Of course, the story appeals to children because it contains all the very best elements that they enjoy. It talks about taking one-on-one time with someone, and experiencing something that is truly unique. It describes that moment in time where it seems as if time stands still, and for one moment, it’s just the two of you while the whole world sleeps. The sense memory evoked by the writing is incredible, and each detail – the “nest/high atop a leafless birch” and the “squirrel scolding,/chit chit chattering” invites the listener to close their eyes to see and hear it in their minds as well as from the page. I have had so many discussions with tiny readers about what a beaver’s home looks like, or the fish they caught with their uncle, or even about that time they were camping as a family and I am slightly in awe of how this book has created memory connections with them.
However, as I read the story aloud in various places, I’m finding that adults are drifting over to listen. There have been dads in their thirties and granddads in their sixties who lean in and share a grin as they remember fishing with their families. I’ve had my niece smile as she remembers heading out in the quiet of the early morning in the canoe with her grandfather. I’ve witnessed my brother flex his hands as he remembers the feel of the paddle and how it would resist the water as it stroked through the still water. The beautiful pictures by Phil illustrate that unique perspective from the bow as you head out past the rocky outcrop and into the river – an image unforgettable to anyone who has spent time in a canoe. That they were done on panels, and remind readers of birch bark artwork and summertime crafts only adds an extra dimension to each reading.
Thank you for bringing back such wonderful memories – of quiet mornings, of the sound of paddles dipping into the water, of that quiet pride you feel at it just being the two of you because you are finally “big enough” to handle the canoe. These represent the very best parts of summer: family, support, affection, adventure and love. I can’t wait to share you with more young readers and their families.
Me and You and the Red Canoe was written by Jean E. Pendziwol and illustrated by Phil. It is published by Groundwood Books, and will be available August 1, 2017. ISBN:978-1-554-988471, 32 pages.
In the stillness of a summer dawn, two siblings leave their campsite with fishing rods, tackle and bait, and push a red canoe into the lake. A perfect morning on the water unfolds, with thrilling glimpses of wildlife along the way.

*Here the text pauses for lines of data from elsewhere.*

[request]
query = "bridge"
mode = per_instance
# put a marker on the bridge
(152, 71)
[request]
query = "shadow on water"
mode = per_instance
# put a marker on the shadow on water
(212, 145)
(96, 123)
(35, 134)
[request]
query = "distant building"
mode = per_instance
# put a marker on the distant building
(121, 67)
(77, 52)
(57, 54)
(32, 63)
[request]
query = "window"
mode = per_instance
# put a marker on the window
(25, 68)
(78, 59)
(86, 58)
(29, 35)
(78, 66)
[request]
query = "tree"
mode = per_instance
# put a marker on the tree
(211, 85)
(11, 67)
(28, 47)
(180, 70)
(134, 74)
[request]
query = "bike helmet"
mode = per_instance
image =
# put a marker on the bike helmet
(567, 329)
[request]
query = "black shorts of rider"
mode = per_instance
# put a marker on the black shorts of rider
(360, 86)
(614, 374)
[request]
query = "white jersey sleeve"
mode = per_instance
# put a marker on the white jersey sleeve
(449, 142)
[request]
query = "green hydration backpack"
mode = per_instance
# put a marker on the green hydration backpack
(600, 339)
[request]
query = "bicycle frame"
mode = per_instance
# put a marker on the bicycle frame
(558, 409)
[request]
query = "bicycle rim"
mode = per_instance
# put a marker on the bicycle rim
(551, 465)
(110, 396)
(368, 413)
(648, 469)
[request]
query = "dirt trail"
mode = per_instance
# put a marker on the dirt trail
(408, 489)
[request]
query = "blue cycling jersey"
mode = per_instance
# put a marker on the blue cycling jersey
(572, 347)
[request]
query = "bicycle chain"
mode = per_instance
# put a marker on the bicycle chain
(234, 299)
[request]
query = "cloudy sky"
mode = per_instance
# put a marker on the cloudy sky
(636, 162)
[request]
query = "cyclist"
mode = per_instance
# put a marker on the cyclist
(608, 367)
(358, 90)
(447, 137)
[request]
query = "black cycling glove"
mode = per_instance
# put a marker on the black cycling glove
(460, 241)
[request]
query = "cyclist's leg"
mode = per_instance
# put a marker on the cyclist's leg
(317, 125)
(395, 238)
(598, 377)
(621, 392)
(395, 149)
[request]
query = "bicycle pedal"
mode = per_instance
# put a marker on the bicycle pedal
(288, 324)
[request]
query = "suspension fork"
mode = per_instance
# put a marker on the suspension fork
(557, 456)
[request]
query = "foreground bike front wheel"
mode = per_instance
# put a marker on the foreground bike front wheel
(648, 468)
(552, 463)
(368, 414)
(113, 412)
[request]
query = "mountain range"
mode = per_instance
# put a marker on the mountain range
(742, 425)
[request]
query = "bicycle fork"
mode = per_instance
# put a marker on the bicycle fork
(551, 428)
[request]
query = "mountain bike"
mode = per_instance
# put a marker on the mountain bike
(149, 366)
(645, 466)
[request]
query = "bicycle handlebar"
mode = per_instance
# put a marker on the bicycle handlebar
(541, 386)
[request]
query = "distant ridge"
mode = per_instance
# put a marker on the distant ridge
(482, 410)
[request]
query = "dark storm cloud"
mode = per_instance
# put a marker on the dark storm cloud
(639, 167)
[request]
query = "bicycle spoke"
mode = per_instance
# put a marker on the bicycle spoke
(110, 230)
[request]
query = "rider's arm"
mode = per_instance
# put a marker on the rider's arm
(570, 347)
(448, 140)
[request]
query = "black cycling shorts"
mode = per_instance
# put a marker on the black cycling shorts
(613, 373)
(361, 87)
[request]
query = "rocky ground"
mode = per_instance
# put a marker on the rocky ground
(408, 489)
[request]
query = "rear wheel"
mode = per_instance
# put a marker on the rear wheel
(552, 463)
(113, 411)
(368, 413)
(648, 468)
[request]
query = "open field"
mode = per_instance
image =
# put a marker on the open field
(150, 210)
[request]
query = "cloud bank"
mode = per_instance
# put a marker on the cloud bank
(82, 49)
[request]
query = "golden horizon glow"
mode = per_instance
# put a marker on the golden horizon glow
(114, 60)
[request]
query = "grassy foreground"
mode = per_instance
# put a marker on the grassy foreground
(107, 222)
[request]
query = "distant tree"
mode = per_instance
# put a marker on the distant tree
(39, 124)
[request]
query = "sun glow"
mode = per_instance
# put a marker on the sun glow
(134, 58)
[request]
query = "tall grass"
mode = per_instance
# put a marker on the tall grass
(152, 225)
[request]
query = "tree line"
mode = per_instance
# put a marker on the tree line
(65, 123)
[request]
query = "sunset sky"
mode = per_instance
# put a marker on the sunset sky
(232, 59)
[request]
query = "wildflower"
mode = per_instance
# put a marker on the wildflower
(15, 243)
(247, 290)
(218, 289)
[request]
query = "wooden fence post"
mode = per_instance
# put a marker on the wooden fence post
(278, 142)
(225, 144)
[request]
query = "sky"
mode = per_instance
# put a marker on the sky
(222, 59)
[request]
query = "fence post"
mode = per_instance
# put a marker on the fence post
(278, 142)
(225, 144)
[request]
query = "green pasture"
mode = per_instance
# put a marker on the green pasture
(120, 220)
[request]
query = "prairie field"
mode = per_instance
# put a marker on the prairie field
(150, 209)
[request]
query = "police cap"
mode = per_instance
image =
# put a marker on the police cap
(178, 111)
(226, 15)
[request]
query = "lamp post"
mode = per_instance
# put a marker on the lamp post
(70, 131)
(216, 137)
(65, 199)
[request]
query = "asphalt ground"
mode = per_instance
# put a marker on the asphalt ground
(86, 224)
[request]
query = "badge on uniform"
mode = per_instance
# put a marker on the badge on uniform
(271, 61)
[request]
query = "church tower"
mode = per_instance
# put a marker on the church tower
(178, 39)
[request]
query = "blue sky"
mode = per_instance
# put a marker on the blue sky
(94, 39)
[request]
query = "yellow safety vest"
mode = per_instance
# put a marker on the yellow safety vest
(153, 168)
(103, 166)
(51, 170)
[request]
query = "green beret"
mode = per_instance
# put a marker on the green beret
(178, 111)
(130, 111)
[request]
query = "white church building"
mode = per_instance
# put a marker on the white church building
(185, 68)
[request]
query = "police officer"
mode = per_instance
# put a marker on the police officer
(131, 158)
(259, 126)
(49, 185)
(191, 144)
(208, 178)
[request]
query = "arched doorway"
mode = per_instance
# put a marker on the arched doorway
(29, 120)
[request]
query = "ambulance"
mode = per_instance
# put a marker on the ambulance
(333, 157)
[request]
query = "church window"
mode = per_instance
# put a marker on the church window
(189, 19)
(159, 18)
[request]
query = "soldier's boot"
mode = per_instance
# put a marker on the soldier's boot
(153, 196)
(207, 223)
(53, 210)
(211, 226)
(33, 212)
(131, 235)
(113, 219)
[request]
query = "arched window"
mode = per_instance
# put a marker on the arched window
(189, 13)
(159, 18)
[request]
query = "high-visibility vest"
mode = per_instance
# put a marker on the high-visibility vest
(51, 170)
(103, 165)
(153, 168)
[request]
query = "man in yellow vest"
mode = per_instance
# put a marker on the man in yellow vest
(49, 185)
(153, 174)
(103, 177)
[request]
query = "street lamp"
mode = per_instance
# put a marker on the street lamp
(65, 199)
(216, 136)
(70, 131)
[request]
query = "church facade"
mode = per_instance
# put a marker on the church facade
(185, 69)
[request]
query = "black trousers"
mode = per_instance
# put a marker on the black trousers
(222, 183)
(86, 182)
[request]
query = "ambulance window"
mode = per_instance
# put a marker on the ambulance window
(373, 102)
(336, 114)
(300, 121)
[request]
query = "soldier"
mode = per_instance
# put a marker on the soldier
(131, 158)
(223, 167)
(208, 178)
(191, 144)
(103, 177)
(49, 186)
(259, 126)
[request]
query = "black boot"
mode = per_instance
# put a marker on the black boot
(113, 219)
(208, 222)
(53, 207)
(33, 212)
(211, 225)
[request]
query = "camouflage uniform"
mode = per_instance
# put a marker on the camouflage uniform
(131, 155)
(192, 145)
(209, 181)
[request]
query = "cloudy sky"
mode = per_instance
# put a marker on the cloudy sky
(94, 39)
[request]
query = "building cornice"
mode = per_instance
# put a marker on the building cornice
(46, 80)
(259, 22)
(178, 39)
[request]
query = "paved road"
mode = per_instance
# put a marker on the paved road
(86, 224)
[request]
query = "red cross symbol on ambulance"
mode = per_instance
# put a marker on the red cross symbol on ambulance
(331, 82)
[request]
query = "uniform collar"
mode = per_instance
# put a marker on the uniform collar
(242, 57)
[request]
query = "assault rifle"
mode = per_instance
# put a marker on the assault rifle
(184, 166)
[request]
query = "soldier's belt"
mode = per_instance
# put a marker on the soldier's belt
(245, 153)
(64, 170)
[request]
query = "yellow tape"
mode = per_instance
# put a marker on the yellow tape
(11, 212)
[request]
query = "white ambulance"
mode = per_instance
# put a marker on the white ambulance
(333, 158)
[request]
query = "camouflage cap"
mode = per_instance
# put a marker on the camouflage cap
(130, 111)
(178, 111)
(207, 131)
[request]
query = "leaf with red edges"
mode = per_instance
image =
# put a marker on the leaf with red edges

The narrator describes the experience vividly. Trailing a lure through the blue-green depths, the siblings paddle around a point, spotting a moose in the shallows, a beaver swimming towards its home and an eagle returning to its nest. Suddenly there is a sharp tug and the rod bends to meet the water. A few heart-stopping moments later, the pair pull a silvery trout from the water, then paddle back to the campsite to fry up a delicious breakfast.
The poetic text is accompanied by stunningly beautiful paintings rendered on wood panels that give a nostalgic feeling to the story.